Take the case of India as a nation that consumes and plays test cricket. It is often said that Test cricket in India crawls for three days with seemingly nothing happening before suddenly exploding to life. This used to be the norm, definitely, and it even saw a significant rise in viewership and ticket sales during those last two days of a test match. But what happens when Tests do not even last three days? Time frames get compressed, that’s what happens. Both teams play each of their two innings at lightning speed, reminiscent more of T20 than Tests. During the recent India – South Africa test match a similar scenario unfolded. The first Test between India and South Africa in Mohali finished in the post-tea session on the third day with the hosts outclassing the visitors by 108 runs on a slow and low wicket at the Punjab Cricket Assocation IS Bindra stadium. It was like Test cricket had gone asleep for one hour on the third morning of the match, and in its place was the apparition of T20. India lost eight wickets for 39 runs in their 2nd innings, and yet bowled South Africa out to take a 1-0 lead in the series. This was the fourth straight three-day finish in Tests in India.
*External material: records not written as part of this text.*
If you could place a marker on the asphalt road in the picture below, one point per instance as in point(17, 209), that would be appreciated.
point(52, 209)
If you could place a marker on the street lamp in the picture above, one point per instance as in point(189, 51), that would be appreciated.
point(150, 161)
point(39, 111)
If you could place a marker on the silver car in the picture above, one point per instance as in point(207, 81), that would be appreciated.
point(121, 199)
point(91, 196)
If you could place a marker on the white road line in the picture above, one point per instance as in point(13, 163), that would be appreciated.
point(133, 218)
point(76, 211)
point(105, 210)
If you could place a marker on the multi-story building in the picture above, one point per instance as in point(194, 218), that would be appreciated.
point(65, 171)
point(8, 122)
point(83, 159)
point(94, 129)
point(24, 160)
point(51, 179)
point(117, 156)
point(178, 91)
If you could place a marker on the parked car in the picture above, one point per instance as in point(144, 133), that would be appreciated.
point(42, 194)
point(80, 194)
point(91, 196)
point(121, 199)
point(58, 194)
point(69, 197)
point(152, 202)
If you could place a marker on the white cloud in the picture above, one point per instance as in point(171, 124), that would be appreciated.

In fact, even Sunil Gavaskar commented on Saturday that it is not a poor advertisement for cricket if a Test match finishes inside three days and that such results are coming more often in recent years since the players nowadays lack the patience required to survive in the longer format.

Quoting Gavaskar –

“Getting a result in a Test match is actually a good advertisement. The host association, the TV, the fans would want the match to go to the fifth day. But it not that it is happening in India only. In Australia also the matches finish early.”

However, it is unlikely that 3-day finishes to 5-day test matches are going to become a norm. To survive in a test match over the long term players especially batsmen do need to work more on their footwork.

After all, not for nothing was a Rahul Dravid known as The Wall.